For a moment he held himself in restraint. The words were simple enough, but he knew what they meant. And this country girl, whom he had learned to like on her father's farm, had grown larger and larger in his scheme of things with the passing weeks. At first he had tried to dissuade himself, to think of it only as a passing fancy, and to remember that he was engaged in the serious business of earning enough money to build a shack on a homestead, and buy a team and a plough, and a cow and some bits of furniture. It would be a plain, simple life, but Beulah was accustomed—What had Beulah to do with it? He scolded himself for permitting her intrusion, and turned his mind to the mellow fields where he would follow the plough until the sun dipped into the Rockies, And then he would turn the horses loose for food and rest, and in the shack the jack-pine knots would be frying in the kitchen stove, and the little table would be set, and Beulah—
And now this girl had come to him, while he was under the shadow, and because the shadow would not let him speak, and because her soul would not be bound by custom, and because her love could not be concealed, she had let him know.
"Have you thought it over, Beulah?" he said. "I have no right, as matters stand, to give or take a promise. I have no right—"

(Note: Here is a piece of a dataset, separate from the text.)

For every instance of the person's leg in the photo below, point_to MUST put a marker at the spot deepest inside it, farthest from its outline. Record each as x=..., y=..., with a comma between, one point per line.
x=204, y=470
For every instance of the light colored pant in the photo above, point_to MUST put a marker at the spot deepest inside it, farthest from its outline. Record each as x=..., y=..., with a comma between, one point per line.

"You have no right to say 'as matters stand' as though matters had anything to do with it. They haven't Jim. No, I have not thought it over. This isn't something you think. It is something that comes to you when you don't think, or in spite of your thinking. But it's real—more real than anything you can touch or handle—more real than these bars, which are not so close as you seem to fancy—"
And then, between the iron rods across the open window, his lips met hers.
…"And you were seeking life, Beulah," he said at last. "Life that you should live in your own way, for the joy of living it. And—"
"And I have found it," she answered, in a voice low and thrilling with tenderness. "I have found it in you. We shall work out our destiny together, but we must keep our thought on the destiny, rather than the work. Oh, Jim, I'm just dying to see your homestead—our homestead. And are there two windows? We must have two windows, Jim—one in the east for the sun, and one in the west for the mountains."
"Our house is all window, as yet," he answered gaily. "And there isn't as much as a fence post to break the view."
"What are you doing here?" said a sharp voice, and Beulah felt as though her tin box were suddenly sinking into a great abyss. She turned with a little gasp. Sergeant Grey stood within arm's length of her.
"Oh, it's Sergeant Grey," she said, with a tone of relief. "I am Beulah Harris. And I've just been getting myself engaged to your prisoner here. Oh, it's not so awful as you think. You see, we knew each other in Manitoba, and we've really been engaged for quite a while, but he didn't know it until to-night."